En engraissant l’Etat Barnier met la France au niveau de la Grèce

Les gros titres de cette semaine, après le silence douillet et complice de ces dernières années, ressortit donc au spectacle, plus particulièrement au film d’horreur propre à ramener l’électeur vers la rassurante silhouette de Michel Barnier, grand commis de l’Europe. Et donc à masquer la réalité, que nous ne cessons de dire ici : que le budget présenté par le Premier ministre est un budget écolo-socialiste inapte non seulement à améliorer le sort des Français, mais à redresser les finances ou à relancer l’économie.

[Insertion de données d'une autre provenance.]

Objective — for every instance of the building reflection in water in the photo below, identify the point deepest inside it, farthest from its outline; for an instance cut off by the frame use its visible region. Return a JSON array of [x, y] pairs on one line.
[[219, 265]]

Si notre taux d’emprunt à dix ans a dépassé celui de la Grèce, c’est que la Grèce a fait les efforts nécessaires pour sortir du trou, qu’elle a massivement coupé dans des dépenses pharaoniques d’Etat – et que nous ne le faisons pas. Le budget de Barnier augmente les impôts et repousse la revalorisation des retraites, il ne réduit pas les dépenses de l’Etat : c’est cela, et non une éventuelle censure, que les marchés financiers viennent de sanctionner. Barnier se prévaut de son inefficacité volontaire pour tenter de faire passer un budget idéologique.

 

Le taux d’emprunt, on s’en sort si la politique est bonne

Pour rassurer les Français, on pourrait leur signaler que le taux d’emprunt à dix ans de la France a été plus élevé qu’il ne l’est, en 2007-2008, au moment de la grande crise financière. Ce sont des situations dont on se sort avec des décisions appropriées, celles par exemple que Barnier ne veut pas prendre. Cependant les habitudes mentales imposées par le socialisme sont si fortes en France qu’on rechigne aux remèdes de cheval d’une Margaret Thatcher hier ou d’un Javier Milei aujourd’hui. Mais nécessité fait loi, et même un chouchou de l’arc-en-ciel féru de gauchisme sociétal comme Justin Trudeau a dû s’incliner devant les chiffres. Au début de 2024, le taux d’emprunt à dix ans du Canada est monté à 4 % (un point de plus que la France aujourd’hui). Il a immédiatement annoncé un gel des recrutements fédéraux applicable pour six mois à partir du 3 septembre 2024 – étendu aux provinces. Les cheminots ont annoncé une grève monstre. Le ministre du travail l’a interdite. Au premier octobre, le taux d’emprunt à dix ans était retombé à 2,76 %. Ainsi le gauchisant, imitant les décisions de Jean Chrétien trente ans avant, a-t-il rétabli les finances du Canada en coupant dans la fonction publique et en tenant tête aux syndicats. C’est ce que devrait faire Barnier, au lieu de tenter de manipuler l’opinion avec ses gros sabots.